When pressing multiple keys simultaneously on the software keyboard (for chords or to get the Matrix going manually), some keys seem to prevent any other key from being subsequently activated. The behaviour is very unpredictable and which keys block which others seem to change depending on which keys have been pressed before.
Example 1: Press Z, S, X, D. D doesn't activate and any other keys pressed afterwards don't activate either.
Example 2: Press Z, S, D, X. X doesn't activate and any other keys pressed afterwards don't activate either.

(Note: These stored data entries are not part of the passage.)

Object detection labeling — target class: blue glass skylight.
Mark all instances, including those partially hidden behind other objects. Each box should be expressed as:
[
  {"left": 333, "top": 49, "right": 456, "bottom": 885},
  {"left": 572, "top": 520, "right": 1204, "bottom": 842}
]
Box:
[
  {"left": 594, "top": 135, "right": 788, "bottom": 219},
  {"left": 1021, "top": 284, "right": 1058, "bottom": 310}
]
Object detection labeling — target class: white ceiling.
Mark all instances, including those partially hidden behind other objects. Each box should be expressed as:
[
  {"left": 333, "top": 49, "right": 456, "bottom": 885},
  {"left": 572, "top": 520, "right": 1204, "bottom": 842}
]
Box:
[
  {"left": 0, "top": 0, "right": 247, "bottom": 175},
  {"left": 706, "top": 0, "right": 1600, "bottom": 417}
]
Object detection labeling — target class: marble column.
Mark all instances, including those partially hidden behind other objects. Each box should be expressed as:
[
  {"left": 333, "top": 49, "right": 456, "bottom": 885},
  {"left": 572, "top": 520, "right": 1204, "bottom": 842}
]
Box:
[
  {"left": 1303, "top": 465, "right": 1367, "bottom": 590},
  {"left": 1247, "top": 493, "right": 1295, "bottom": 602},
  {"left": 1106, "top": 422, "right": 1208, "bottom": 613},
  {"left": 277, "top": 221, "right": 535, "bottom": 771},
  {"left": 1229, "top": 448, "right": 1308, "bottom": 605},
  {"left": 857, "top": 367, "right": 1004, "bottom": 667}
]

Example 3: Press D, C, V. V doesn't activate and any other keys pressed afterwards don't activate either.
Example 4: Press X, C, V, B. B doesn't activate and any other keys pressed afterwards don't activate either.
Example 4: Press B, N, M. M doesn't activate and any other keys pressed afterwards don't activate either.
Example 5: Press N, M, Q, W, E, R, T. T doesn't activate and any other keys pressed afterwards don't activate either.
Example 6: Press Q, 2, W. W doesn't activate and any other keys pressed afterwards don't activate either.
There are more examples with different combinations of keys.
Comments (3)
Thanks for the explanation. Yes, this problem seemed too random and weird for such a simple function to be a bug on your end.
It's most likely even related to your keyboard which cannot handle some "unusual" combinations of pressed keys. Gaming keyboards sometimes have a feature called "n-key rollover" to get rid of this limitation: https://en.wikipedia.org/wiki/Rollover_(key)#n-key_rollover
Thanks. I confirmed these key limitations in other apps. I have an old low-cost keyboard and after reading your article I understand the problem.